XXIV
De golf
De zee, in de Japansche schilderkunst, is bijna altijd een levend wezen. De zee, onder der groote meesters penseel, wordt bezielder dan zoo zij slechts als element of water werd voor gesteld; de zee wordt er eene godheid gelijk en ook hare golven leven; ieder golf wordt een bezield levend wezen, dat deint in rythme, zich verheft en weder zich effen strijkt; de golf is heftig in toorn, of wiegelt in droomerij, of schuimt door zomerzoelte gekabbeld; verliefd smelten de golven in elkaâr; machtig bruischen zij aan van de kimme tot de stranden toe, razend bijten zij de rotsen, als wilde dieren en zijn dan als hartstochten; teeder vloeien zij, zich uitspreidende, over de zanden, of zij zich ter ruste leggen; de golven zijn niet anders dan menschenlevens, de zee is niet anders dan het groote Leven zelve, en zoo, boven de zee en de golven, zijn de wolken, en is de lucht.
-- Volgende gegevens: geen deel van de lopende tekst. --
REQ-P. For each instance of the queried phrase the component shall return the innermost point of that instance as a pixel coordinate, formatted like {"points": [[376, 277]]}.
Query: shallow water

Als Hokusai den besneeuwden Fujiyama schildert, in zijn verre besneeuwde heiligheid, doemende aan den horizon, onder een bewolkte winterlucht, schildert hij de levende hartstochtelijke golven geheel voór op den voorgrond en doet links een razende, hemelhooge Golf opkrullen, ontzettend door de ijskoude orkaanwind gezwiept, tot zij wordt als een zich richtende monsterdraak met honderde schuimklauwen gereed zich neêr te storten op een prooi, terwijl uit hare zwartblauwe, diepe schoot geboren werden de andere golven, veelvuldig gebroedsel, dat zich in ziedende branding een uittocht baant...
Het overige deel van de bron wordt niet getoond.